As I drove home, I thought about each of the women and their stories. Would that be me in 15 years time?

Just before I left the meeting, another woman spoke. She shared that she had a 32 year old daughter with special needs. Early on, she had been told that her daughter would not accomplish much in life. This same daughter holds a masters degree now. The mom said she understood the emotions of the people in the meeting; however, her belief was that  the focus must be on solutions. Anger and upset without support groups that strive for action would not accomplish much. The negative energy of the group was not helpful. The woman's words fell on deaf ears. This group had been through the system and delivered upside down.

I feel blessed to have Ben in the Innovations Waiver program. It is paid through taxpayer money, it is approved through state government and not every state provides this type of support. We have had a generally good experience with the people who administer the programs, and I believe that most have good intentions.

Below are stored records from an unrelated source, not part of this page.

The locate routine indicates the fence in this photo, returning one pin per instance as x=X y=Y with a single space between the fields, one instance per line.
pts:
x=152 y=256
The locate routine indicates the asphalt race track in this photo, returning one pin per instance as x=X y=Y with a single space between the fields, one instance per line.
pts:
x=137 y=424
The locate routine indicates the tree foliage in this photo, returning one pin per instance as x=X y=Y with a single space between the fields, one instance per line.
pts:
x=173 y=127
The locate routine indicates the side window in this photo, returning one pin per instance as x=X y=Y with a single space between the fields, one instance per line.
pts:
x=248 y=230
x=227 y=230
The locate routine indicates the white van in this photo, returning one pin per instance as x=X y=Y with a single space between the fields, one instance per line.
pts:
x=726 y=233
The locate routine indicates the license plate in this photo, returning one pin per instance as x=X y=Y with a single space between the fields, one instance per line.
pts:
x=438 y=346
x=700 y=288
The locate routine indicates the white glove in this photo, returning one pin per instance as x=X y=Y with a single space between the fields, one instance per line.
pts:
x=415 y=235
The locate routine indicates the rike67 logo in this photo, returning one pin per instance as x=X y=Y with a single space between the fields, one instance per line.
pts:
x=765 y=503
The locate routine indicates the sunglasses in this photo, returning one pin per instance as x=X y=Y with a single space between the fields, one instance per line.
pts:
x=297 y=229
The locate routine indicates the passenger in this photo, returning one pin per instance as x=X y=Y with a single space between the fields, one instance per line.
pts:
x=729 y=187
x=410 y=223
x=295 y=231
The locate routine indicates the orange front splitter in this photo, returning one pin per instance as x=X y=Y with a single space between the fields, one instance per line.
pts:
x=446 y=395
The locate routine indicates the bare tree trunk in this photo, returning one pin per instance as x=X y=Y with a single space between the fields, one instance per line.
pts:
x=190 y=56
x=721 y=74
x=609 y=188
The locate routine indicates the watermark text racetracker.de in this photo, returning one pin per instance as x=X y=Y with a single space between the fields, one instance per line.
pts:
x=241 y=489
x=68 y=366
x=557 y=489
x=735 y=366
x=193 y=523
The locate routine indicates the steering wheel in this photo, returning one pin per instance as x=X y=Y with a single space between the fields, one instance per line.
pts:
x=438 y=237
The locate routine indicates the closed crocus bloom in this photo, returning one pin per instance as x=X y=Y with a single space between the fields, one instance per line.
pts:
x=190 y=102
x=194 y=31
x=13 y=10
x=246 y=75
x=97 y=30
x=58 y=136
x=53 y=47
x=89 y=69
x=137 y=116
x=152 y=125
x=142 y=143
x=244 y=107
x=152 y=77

Unfortunately, we don't all have good experiences. I am not sure why. Is it education? people skills? not understanding the system? time? lack of 3rd party advocates? miscommunication? or are there more sinister things going on behind the scenes? It does not seem fair and equitable for some to have an enriched experience while others fall through the cracks.

I struggle with all of these issues, knowing that right now, I only have the physical and emotional energy to help Ben.

Although there was a lot of pain and emotion shared, many ideas were gleaned from the complaints.

Dave Richards has a long history of working for people with disabilities. I do hope that his heart and mind are in the right place and that he will carefully lead his department in the direction of providing clear and equitable programs and services for the people who need them. I add him to my prayer list - he has a heavy task ahead of him.


  1. Wow, I am floored it can take years to get waivered services in NC. I am more thankful than ever we got these services as soon as we applied for them when our daughter was a baby. We are going through some changes w/ our case manager - she is being transferred to work with teens and Faith is only 11. We're hoping for a good transition. We have had some issues with direct support services but always manage to get them worked out. I think it helps North Dakota is not as populous (less than one million in whole state!) so services are more available. It is truly heartbreaking for those who need the services and can't get it or have had bad experiences. Having a child w/ special needs takes a huge physical and emotional toll on parents and much more so when there is no support. I pray those in your state who can help implement the appropriate changes recognize that!

    1. Thank you Cari Jean for your comment. It does seem that from state to state the services, policies and procedures are very different. Some states are doing a better job than others. I would hope that there is a sharing of information and ideas about what works and what does not work between administrations.

      I do hope your transition goes well with a new case manager. It is so hard when there is turnover and job promotion. Change is hard for everyone involved.